If anyone can help, I'd greatly appreciate it.

--


----------



## Solidox2k (Jan 21, 2004)

94_gxe said:


> I've had this problem since I purchased my 94 Nissan Sentra GXE three months ago, but it appears to be getting worse.
> 
> I'm getting this high-pitched, whining noise. I think it's coming from the front wheels, but I'm not 100% certain. It goes away *immediately* upon hitting the brakes. I'm not sure if it's relevant, but my car has had a fair amount of brake work done to it: front and rear brake pads, rear brake rotors, and rear brake calipers.
> 
> ...


a hi pitched 'squealing' or 'whining' noise? if it where whining, i'd say a vac leak. if squealing and is coming from the front wheels....if its something related to the brakes, could be the pads are too close? excessive brake dust??? if you had the brake work done to it by a shop, i'd take it back and have em look at what they possibly messed up on.....


----------



## Jed118 (Nov 15, 2004)

Could be a bearing... i dunno how good they are on these cars.


----------



## ifoam (Dec 16, 2004)

i have this problem too. it squeal every once in a while and a very light tap to the brake, (not even enough for the rear brake light to come on) clears it right up until next time


----------



## dmanars (Apr 7, 2004)

Ahh I think I know what it is.
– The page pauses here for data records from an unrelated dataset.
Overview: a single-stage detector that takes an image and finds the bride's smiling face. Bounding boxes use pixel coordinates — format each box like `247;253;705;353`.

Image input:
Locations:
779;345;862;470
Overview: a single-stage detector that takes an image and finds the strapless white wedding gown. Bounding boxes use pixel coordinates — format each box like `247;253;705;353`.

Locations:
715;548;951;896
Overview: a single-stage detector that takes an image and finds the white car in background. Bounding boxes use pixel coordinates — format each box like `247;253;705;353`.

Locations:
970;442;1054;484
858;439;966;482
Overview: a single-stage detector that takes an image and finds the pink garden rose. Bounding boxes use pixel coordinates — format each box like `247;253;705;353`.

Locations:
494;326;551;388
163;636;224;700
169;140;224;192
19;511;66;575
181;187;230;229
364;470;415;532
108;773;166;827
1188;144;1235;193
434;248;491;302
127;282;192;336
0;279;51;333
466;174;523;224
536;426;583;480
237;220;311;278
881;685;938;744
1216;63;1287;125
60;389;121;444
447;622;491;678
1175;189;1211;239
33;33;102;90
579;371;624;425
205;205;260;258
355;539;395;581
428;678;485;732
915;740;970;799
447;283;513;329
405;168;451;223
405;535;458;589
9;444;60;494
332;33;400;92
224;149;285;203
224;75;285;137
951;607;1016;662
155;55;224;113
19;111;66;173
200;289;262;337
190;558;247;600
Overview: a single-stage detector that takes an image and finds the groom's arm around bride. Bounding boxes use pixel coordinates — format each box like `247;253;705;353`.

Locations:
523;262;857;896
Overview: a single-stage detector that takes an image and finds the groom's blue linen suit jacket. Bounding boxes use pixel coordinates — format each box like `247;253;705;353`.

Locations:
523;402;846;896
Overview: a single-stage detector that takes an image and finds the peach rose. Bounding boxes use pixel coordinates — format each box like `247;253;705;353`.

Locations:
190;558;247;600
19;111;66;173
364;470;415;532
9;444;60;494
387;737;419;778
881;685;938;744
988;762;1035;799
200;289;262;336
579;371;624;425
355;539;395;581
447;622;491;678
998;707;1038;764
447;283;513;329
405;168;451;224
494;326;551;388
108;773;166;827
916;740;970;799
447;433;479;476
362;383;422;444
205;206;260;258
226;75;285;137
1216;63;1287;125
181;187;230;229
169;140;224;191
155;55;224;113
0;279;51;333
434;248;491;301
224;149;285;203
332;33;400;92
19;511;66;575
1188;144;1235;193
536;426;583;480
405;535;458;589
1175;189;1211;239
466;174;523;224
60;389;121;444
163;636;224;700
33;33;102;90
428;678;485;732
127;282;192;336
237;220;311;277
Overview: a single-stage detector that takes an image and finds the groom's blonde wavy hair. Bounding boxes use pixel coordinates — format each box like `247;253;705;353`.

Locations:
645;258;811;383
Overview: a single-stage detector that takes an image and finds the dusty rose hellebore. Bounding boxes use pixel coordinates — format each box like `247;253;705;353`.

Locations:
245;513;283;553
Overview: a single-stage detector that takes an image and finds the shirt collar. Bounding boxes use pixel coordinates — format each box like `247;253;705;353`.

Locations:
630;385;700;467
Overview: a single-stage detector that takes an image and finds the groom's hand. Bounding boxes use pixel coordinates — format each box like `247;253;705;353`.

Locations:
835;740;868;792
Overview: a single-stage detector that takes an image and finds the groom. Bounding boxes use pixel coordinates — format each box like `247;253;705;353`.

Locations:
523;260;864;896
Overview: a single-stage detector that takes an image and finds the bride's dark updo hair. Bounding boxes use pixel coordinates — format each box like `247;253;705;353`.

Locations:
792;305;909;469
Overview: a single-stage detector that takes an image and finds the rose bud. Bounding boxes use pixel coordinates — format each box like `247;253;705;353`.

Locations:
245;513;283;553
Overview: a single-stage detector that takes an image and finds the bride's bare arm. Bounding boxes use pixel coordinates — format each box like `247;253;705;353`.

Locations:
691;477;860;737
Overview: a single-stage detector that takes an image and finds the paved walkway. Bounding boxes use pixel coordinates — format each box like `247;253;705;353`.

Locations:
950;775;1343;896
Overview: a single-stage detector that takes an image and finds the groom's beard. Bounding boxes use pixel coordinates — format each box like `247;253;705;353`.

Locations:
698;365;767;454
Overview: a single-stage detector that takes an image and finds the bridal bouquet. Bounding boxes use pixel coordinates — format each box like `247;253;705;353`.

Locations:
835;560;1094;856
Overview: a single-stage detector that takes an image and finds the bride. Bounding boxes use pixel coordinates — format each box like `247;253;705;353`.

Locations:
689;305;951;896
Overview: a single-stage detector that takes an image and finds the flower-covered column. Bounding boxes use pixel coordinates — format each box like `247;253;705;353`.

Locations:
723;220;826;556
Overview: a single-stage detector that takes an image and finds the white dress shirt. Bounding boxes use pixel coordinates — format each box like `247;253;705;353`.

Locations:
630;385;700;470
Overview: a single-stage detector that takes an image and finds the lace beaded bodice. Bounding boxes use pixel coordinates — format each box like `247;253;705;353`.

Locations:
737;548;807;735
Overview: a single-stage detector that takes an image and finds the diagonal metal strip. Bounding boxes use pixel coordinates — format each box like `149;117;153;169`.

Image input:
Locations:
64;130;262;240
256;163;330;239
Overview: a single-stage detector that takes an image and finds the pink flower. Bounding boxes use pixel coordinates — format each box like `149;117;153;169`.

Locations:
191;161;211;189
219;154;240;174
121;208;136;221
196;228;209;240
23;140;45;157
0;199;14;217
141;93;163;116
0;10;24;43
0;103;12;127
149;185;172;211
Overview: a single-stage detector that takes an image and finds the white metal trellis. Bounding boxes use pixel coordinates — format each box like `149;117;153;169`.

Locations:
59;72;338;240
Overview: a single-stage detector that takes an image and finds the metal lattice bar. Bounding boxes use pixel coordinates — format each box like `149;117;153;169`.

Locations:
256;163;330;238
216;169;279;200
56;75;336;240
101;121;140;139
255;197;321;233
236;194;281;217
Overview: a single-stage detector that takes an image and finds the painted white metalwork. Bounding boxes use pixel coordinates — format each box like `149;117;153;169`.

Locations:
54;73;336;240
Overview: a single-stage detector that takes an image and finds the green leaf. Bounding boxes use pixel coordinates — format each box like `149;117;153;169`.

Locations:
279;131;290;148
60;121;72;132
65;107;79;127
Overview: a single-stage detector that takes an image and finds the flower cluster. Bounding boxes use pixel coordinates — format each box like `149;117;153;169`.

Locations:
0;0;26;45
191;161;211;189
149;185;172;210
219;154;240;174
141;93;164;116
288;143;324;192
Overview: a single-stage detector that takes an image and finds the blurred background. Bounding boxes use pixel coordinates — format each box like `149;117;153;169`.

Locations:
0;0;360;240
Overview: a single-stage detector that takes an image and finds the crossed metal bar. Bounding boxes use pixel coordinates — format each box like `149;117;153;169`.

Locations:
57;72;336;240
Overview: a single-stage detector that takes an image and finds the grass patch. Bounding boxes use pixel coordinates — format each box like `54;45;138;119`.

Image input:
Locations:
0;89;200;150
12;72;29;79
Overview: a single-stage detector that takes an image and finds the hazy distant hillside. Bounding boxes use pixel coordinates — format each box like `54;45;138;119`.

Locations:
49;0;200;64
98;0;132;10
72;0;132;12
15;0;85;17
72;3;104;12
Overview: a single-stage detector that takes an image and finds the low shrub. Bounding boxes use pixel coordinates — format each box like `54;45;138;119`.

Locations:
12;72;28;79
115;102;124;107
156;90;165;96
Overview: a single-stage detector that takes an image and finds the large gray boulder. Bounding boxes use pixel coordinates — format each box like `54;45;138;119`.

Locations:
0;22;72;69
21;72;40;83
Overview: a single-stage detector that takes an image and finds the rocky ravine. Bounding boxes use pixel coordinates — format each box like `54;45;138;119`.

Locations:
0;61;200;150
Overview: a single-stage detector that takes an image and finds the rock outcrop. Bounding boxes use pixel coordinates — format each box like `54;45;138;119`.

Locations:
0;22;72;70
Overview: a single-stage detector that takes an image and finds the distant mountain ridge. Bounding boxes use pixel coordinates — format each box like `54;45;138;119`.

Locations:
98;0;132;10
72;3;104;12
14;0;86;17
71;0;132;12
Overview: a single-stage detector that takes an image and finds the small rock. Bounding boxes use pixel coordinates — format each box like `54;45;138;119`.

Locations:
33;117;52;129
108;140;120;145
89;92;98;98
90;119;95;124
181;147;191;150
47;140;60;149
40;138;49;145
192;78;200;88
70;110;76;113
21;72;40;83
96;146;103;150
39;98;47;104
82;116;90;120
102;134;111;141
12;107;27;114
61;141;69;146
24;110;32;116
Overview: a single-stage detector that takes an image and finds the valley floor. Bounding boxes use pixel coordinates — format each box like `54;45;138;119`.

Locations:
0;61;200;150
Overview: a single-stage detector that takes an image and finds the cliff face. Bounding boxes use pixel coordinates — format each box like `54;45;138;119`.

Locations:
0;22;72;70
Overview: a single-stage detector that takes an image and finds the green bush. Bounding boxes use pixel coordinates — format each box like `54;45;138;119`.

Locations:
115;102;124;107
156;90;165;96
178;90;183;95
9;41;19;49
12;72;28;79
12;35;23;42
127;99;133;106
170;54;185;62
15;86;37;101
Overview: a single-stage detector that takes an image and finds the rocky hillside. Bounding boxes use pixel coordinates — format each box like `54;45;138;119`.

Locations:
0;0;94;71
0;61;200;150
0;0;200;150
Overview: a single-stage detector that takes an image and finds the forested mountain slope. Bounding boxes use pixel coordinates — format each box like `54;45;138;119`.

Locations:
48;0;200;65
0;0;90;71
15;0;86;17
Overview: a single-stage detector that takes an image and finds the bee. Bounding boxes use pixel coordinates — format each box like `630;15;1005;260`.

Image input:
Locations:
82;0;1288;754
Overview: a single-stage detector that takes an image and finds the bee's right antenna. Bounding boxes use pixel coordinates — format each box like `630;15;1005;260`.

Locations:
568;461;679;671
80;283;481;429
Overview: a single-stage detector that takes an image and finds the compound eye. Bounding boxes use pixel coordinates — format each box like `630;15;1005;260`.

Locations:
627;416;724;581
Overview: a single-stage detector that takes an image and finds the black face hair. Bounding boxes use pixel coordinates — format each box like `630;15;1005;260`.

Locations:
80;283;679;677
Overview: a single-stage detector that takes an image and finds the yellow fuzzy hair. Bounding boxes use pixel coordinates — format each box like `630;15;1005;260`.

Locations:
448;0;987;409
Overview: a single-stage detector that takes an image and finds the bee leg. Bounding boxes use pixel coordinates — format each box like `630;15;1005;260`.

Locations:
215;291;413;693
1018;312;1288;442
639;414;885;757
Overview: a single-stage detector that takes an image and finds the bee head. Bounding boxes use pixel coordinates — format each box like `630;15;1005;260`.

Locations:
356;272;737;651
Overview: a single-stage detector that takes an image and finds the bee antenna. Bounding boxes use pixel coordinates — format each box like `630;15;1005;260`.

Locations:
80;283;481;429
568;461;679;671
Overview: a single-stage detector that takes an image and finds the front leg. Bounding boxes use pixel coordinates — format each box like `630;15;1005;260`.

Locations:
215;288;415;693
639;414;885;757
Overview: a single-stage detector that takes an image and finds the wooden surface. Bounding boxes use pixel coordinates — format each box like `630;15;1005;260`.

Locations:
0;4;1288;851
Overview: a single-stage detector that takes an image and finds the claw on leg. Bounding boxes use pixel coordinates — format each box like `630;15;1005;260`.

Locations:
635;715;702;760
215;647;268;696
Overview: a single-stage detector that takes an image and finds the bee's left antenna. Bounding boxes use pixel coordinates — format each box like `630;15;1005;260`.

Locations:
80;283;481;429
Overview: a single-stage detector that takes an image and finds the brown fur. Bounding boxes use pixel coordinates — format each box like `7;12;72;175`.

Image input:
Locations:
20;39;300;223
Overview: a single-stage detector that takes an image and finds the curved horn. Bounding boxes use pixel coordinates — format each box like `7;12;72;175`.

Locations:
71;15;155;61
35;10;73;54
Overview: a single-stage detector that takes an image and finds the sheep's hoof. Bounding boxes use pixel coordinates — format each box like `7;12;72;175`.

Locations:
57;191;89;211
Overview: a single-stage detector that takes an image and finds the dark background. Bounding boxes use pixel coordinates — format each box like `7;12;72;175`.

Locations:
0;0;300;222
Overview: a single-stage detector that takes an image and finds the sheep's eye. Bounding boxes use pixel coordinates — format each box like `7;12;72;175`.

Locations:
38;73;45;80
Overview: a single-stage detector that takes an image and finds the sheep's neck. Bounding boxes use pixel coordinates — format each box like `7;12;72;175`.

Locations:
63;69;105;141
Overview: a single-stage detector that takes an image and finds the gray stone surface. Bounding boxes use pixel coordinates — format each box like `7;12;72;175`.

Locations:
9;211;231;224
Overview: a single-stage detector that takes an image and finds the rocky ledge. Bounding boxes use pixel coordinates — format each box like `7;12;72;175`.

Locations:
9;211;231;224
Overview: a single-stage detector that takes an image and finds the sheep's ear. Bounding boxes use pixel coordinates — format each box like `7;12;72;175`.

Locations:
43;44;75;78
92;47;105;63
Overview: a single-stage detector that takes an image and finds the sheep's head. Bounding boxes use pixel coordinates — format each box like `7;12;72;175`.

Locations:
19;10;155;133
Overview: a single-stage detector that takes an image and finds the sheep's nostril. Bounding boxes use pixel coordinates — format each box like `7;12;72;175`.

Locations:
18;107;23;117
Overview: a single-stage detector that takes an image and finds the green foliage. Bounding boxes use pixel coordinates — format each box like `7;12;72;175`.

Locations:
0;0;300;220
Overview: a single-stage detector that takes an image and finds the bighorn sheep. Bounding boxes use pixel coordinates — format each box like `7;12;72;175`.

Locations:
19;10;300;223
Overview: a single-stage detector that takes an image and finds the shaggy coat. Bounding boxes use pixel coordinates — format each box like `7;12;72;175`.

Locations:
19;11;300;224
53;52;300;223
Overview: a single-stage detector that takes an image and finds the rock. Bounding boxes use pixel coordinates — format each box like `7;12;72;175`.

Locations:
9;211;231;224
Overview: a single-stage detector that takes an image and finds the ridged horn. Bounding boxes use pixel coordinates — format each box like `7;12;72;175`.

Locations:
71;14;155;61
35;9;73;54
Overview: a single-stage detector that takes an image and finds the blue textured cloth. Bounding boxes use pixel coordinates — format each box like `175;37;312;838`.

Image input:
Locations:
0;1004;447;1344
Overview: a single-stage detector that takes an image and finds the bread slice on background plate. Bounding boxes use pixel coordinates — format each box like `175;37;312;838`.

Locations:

Does it whine when you drive, and stop when you hit the brake? And has the brake job been done recently? I have had the same problem. And is the whining sound really really horrible? If so it is a good possiblity that the brake guard( it is a metel strip that attaches and covers the top of the rotor) is rubbing on the rotor when you drive and either has to be bent back or its on crooked. I know because it happend to me. The sound was so unbarrable I just wanted to kill myself. And I thought my car was about to die. Check that first. if not I would have to hear it.




94_gxe said:


> I've had this problem since I purchased my 94 Nissan Sentra GXE three months ago, but it appears to be getting worse.
> 
> I'm getting this high-pitched, whining noise. I think it's coming from the front wheels, but I'm not 100% certain. It goes away *immediately* upon hitting the brakes. I'm not sure if it's relevant, but my car has had a fair amount of brake work done to it: front and rear brake pads, rear brake rotors, and rear brake calipers.
> 
> ...


 :thumbup: :thumbup:


----------